Sunday, September 29, 2013

The View from Suburbia

There is light rain over Metro Atlanta but the view from suburbia is White. 

 

 

Rain weathered Aryan bungalows with sloping roofs and mahogany doors, White stately pillars (ionic), White picket fences, white "Sports Utility Vehicles" and lots and lots of angel food cake White folks.  This is Midtown Atlanta, Virginia-Highland to be precise, what else did I expect? This is Whitey's place, so fall with the dice!

 

"You're a long way from Liverpool, buddy."

I have not lived in a community this Whitehole since I was a kid on Menlove Avenue in Liverpool. There are no Black families on Wisteria Lane (my road) but there is one Black family in the sleepy village of Stepford. I can't really call them African-American because they might well be Africans real or West Indians who hate Africans (Atlanta is international, you see). 

 

Class and racial divisions are alive and kicking. You see a lot of African-American men down and out in Metro Atlanta. They are like refugees in their own country, hunter-gatherers living off garbage, men with faces full of hardship and misery, with nowhere to go and no one to love. But in the marketplace of modern American society the walking dead are throwaways, and surplus to requirements.

 

And madness is reality for homeless African-American men caught in the poverty trap.  I saw one chap today, wrapped up in a blue plastic sheet, stumbling up and down the Atlanta Beltline mumbling to himself, "The world is a brothel and we are all prostitutes. You're a prostitute, I'm a prostitute, we're all prostitutes!"  

 

I almost clapped him on the back.

 

Aaron Alexis runs Amok

America is a society informed and entertained by violence.
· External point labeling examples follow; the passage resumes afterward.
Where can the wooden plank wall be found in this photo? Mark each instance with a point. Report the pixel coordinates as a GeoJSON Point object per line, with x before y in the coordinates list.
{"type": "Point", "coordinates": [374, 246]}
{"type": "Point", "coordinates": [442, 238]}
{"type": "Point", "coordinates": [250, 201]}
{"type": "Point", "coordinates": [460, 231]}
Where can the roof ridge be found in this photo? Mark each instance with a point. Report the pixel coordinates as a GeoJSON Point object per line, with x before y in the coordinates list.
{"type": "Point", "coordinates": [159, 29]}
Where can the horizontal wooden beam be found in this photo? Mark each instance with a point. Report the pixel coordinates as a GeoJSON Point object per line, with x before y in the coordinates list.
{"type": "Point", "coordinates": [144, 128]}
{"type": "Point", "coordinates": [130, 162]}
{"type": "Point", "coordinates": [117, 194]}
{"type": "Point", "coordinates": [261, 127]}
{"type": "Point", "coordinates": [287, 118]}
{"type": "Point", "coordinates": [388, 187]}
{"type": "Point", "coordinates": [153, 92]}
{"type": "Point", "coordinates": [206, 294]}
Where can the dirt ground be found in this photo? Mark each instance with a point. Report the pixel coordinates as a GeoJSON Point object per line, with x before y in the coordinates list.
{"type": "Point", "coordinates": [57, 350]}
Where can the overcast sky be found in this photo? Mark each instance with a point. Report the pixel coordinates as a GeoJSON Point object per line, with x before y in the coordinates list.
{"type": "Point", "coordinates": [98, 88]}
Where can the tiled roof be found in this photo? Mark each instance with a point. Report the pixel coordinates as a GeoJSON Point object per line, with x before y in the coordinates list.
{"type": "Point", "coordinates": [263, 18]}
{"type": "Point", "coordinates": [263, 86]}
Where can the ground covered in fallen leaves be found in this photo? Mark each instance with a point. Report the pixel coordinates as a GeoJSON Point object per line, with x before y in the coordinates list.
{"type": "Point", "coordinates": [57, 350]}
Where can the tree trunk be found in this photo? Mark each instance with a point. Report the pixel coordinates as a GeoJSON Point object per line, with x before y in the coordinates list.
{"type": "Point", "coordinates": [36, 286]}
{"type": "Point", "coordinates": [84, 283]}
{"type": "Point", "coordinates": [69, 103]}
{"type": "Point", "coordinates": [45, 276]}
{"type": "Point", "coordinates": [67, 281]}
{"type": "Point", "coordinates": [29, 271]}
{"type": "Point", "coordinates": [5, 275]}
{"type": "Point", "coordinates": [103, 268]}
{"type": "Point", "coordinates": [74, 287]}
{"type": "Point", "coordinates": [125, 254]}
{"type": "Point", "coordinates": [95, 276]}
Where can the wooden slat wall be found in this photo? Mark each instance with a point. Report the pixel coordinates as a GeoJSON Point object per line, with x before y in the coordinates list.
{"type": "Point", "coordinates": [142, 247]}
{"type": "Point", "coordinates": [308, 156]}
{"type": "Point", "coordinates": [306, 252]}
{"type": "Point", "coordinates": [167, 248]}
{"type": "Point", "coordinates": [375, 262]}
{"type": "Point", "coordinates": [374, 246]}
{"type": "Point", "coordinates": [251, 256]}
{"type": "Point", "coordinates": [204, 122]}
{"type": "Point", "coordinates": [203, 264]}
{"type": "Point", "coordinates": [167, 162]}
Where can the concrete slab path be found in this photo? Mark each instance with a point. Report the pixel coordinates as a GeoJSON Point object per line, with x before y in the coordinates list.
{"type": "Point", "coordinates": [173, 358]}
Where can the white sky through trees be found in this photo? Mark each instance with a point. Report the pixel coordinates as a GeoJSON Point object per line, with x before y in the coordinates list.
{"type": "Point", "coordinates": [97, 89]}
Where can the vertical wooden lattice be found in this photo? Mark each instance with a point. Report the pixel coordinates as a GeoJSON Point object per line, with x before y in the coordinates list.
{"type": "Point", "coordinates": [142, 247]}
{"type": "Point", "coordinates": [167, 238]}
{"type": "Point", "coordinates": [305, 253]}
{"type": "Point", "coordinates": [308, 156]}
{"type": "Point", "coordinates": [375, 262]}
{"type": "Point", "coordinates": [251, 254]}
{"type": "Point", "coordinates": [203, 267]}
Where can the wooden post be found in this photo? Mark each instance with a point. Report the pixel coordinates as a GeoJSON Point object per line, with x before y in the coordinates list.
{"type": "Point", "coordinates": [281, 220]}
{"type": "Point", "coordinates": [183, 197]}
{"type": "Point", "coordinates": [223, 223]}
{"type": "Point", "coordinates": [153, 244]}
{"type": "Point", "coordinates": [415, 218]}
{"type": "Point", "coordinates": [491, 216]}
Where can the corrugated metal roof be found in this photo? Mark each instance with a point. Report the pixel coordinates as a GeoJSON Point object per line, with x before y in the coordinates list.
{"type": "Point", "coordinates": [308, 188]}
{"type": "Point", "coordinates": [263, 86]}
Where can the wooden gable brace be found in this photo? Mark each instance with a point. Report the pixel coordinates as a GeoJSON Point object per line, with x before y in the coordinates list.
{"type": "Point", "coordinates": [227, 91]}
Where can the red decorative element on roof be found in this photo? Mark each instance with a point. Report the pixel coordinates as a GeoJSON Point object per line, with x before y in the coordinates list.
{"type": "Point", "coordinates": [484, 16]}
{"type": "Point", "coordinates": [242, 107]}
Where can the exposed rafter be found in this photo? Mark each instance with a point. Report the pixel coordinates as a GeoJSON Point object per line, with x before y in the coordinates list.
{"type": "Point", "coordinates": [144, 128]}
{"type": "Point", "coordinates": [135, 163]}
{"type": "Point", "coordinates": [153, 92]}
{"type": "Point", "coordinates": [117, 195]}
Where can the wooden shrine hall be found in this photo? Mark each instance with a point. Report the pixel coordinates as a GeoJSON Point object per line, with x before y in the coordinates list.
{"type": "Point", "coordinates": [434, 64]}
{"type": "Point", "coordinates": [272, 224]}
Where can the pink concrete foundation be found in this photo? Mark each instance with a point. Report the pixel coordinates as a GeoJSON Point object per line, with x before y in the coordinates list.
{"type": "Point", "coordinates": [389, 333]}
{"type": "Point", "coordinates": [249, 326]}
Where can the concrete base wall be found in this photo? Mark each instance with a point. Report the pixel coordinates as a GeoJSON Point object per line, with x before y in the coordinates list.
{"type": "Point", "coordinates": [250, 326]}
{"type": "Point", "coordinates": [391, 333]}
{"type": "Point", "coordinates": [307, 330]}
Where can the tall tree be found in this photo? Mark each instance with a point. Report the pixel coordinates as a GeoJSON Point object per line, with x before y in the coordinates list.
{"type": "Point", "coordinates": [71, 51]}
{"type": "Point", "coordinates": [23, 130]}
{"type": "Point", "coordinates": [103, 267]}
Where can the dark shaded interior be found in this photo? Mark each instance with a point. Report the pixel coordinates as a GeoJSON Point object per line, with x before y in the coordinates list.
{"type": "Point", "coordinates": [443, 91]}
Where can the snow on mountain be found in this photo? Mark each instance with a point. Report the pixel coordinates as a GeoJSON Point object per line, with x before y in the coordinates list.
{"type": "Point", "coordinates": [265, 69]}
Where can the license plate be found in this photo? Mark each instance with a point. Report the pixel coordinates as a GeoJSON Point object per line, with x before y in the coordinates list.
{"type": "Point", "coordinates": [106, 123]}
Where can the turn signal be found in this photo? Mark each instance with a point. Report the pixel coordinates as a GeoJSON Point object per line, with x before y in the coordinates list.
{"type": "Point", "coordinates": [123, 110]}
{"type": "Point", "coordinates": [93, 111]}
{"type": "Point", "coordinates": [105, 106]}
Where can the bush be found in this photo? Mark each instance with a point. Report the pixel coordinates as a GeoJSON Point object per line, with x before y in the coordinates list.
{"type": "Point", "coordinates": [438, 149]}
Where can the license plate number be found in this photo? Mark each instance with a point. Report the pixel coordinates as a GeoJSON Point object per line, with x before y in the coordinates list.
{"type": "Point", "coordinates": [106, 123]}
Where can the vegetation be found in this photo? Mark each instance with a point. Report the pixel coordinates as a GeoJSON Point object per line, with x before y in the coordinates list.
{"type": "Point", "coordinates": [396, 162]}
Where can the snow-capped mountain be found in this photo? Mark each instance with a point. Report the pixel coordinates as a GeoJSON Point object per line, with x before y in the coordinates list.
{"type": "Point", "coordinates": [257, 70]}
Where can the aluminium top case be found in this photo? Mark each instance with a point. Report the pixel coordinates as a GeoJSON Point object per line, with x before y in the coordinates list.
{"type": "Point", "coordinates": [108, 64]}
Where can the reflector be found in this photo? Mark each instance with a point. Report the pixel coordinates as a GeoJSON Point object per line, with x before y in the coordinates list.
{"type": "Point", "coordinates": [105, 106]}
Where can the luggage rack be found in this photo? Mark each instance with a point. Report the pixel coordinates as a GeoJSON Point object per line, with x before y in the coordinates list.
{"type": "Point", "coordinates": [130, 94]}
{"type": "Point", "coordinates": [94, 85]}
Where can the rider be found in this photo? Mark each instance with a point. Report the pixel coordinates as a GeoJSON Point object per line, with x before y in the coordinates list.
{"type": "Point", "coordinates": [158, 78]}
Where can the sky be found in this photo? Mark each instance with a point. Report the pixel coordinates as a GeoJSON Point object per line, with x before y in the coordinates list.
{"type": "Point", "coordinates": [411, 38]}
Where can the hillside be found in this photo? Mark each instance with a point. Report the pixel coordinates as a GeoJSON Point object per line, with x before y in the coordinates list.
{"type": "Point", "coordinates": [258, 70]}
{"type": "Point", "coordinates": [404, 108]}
Even if you were to avoid all of the violent films, TV shows and computer games, you cannot escape violence on the news.  High profile shootings and armed nutters have dominated the headlines, on and off, ever since we arrived in the USA.  

 

 

CIA "mind control." Probably invented by a Mother in Law

 

The Aurora theater shooting, the Wisconsin Sikh temple rampage, the Sandy Hook Elementary School massacre; rogue LAPD officer Christopher Dorner on the loose in California, George Zimmerman standing his ground against Trayvon Martin; and now Aaron Alexis, programmed to kill - like a Manchurian Candidate - by an electronic voice in his head. The fools on the TV try to deconstruct the madness of the latest "active shooter" but the coverage is always hysterical and they quickly go back to nice news and non-durable celebrities until the next shooting spree 

 

The AR-15 also comes in Hello Kitty pink

I switch off Piers Morgan on CNN talking bullshit about an "AR-15 shotgun" to check my emails.  There is one from Georgiacarry.org informing me about an old fashioned raffle for two brand new AR-15 assault rifles. I am living in a culture trapped in a paradoxical cycle of fear, violence and insecurity. Great. 

 

And the forecast for suburbia remains bleak. After 5 years of Obama's economic policies, Americans are still gloomy about tomorrow. In a recent Bloomberg poll fewer people are optimistic about the job market, the housing market or "anticipate improvement in the economy's strength over the next year". Only 38% of those polled think Obama is doing enough "to make people feel economically secure" and to cap it off 68% of interviewees thought the country "was headed in the wrong direction."


Is the American Dream dead, or has America turned into a nation of crybabies? I am alien, new to these shores, and cannot possibly judge.  I remain content to ignore the big issues of our times with an English stiff upper lip; the growing poverty rate, the destruction of the American middle class, the crisis in the public school system, youth unemployment; mass incarceration, growing militarization and authoritarianism, the surveillance state, the dangers of "neoliberalism" and rampant monetarism, yawn, etc, ad infinitum.  

 

Alas, the Male Trailing Spouse has more pressing concerns. There is the rotting, yellow limb of an oak dangling over the backyard porch, what to do with the dormant gas BBQ, unused since arrival, the squirrels have knocked over the basil (again), and the ferns are looking haggard and split. The red velvet sky is gone and gritty clouds now hover above the collard-greens of Piedmont Park. The sun just about shines through the blowing trees, I smell decay as the season makes a sigh, Goodbye Summer and Hello Autumn, the view from suburbia is mine.